Naming confusion: The Honshū wolf is sometimes also referred to as the Japanese wolf, but this designation is ambiguous because the already extinct Hokkaidō wolf (Canis lupus hattai) is also often called the Japanese wolf.

Both the Honshū wolf and the Hokkaidō wolf are subspecies of the present-day gray wolf (Canis lupus lupus). They are the only two wolf species that were endemic to Japan. The gray wolf (also known as the Eurasian or European wolf) can reach a head-to-body length of 140 centimeters and a shoulder height of 70 to 90 centimeters, making it significantly larger than the Honshū wolf.

The Honshū wolf was first described by the Dutch zoologist Coenraad Jacob Temminck in 1839 as smaller than the gray wolf, with shorter legs and smooth, short fur.

Honshu Wolf – Fact sheet

Alternative nameJapanischer wolf, Shamanu
Scientific nameCanis lupus hodophilax, Canis japonicus, Canis hodophylax
Original rangeHonshū, Shikoku, Kyūshū (Japan)
Time of extinction1905
Causes of extinctionoverhunting, rabies

Honshu wolf allegedly sighted

Until 1997, there were occasional reports of Honshu wolf sightings, according to British zoologist and cryptozoologist Karl Shuker in The Beasts That Hide from Man (2003). However, none of these alleged sightings were sufficiently verified. Japanese zoologists suspect that the Honshu wolf was likely confused with wild dogs.

Experts now believe that the Honshu wolf is extinct. It is said that the last specimen died in 1905 in a village named Higashi-Yoshino in Nara Prefecture, Japan.
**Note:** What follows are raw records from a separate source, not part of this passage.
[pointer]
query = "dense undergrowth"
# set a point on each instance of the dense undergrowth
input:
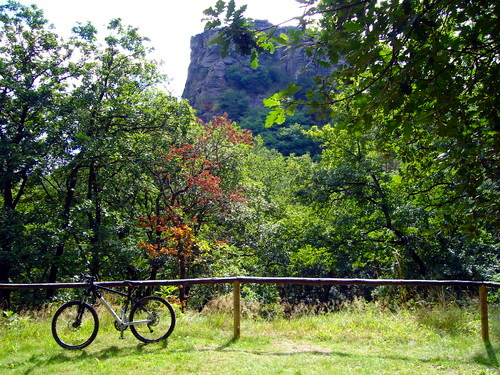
(361, 338)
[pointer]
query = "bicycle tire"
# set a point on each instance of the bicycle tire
(161, 318)
(71, 333)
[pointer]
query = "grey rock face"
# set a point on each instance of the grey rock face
(208, 72)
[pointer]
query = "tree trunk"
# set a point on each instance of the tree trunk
(68, 203)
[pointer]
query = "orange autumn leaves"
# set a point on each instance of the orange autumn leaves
(175, 239)
(192, 188)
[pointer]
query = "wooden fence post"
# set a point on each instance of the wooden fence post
(483, 294)
(236, 309)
Honshu wolf: Extinct within a generation

Japanese wolf at museum
One of the few mounted specimens of the Honshu wolf, located at Ueno Zoo in Tokyo, Japan. (© Katuuya, CC BY-SA 3.0, via Wikimedia Commons)
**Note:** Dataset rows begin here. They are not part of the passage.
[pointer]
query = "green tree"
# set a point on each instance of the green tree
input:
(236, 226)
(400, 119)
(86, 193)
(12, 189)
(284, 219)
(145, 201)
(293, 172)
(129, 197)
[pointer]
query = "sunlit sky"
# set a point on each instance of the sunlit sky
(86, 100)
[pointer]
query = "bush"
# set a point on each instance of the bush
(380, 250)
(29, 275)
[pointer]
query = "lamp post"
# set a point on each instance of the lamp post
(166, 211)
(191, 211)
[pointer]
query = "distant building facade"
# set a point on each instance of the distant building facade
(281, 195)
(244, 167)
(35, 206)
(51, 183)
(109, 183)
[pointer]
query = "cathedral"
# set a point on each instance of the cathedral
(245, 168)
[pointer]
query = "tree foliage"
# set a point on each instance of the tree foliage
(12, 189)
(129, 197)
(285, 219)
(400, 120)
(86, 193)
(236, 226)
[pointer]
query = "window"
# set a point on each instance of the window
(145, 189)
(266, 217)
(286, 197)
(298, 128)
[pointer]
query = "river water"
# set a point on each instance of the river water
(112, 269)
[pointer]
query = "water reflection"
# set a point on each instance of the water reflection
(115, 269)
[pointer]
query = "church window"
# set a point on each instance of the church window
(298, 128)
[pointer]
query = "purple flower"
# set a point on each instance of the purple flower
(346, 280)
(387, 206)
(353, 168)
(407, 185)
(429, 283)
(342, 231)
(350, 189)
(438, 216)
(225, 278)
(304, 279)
In 2008, Brett Walker examined the history of the extinction of the Honshu wolf in The Lost Wolves of Japan. Historical records from as early as 967 suggest that the wolf preferred to prey on wild horses and domestic horses in pastures or stables, which contributed to the fear and hunting of the wolf by humans.

It was not until 1701 that the first bounty on wolves was introduced, meaning that people who killed a Honshu wolf were rewarded. With the advent of firearms and poison, professional wolf hunters began to significantly reduce the Honshu wolf population starting in 1742.
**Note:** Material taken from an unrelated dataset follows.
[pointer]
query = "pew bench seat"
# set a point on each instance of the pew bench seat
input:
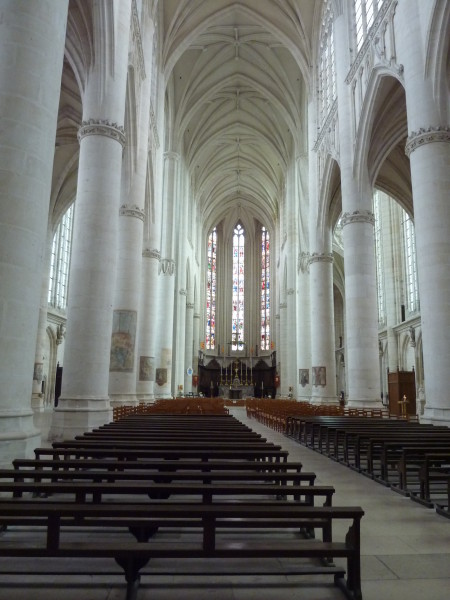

In 1736, a rabies epidemic broke out in eastern Japan, eventually reaching the wolf population. The disease, which came to Japan from Korea or China, spread gradually throughout the country. It caused behavioral changes in some animals, making them particularly aggressive and vicious. They began to attack not only horses but also humans.

With the Meiji Restoration in 1868, organized wolf hunts became part of national policy. Within a single generation, the Honshu wolf was eradicated.

John Knight highlights in his 1997 article On the Extinction of the Japanese Wolf the changing perception of the wolf. The aggression caused by rabies and habitat destruction through deforestation led to conflicts between wolves and humans. This resulted in farmers actively hunting the wolves to protect their livestock and their own livelihoods.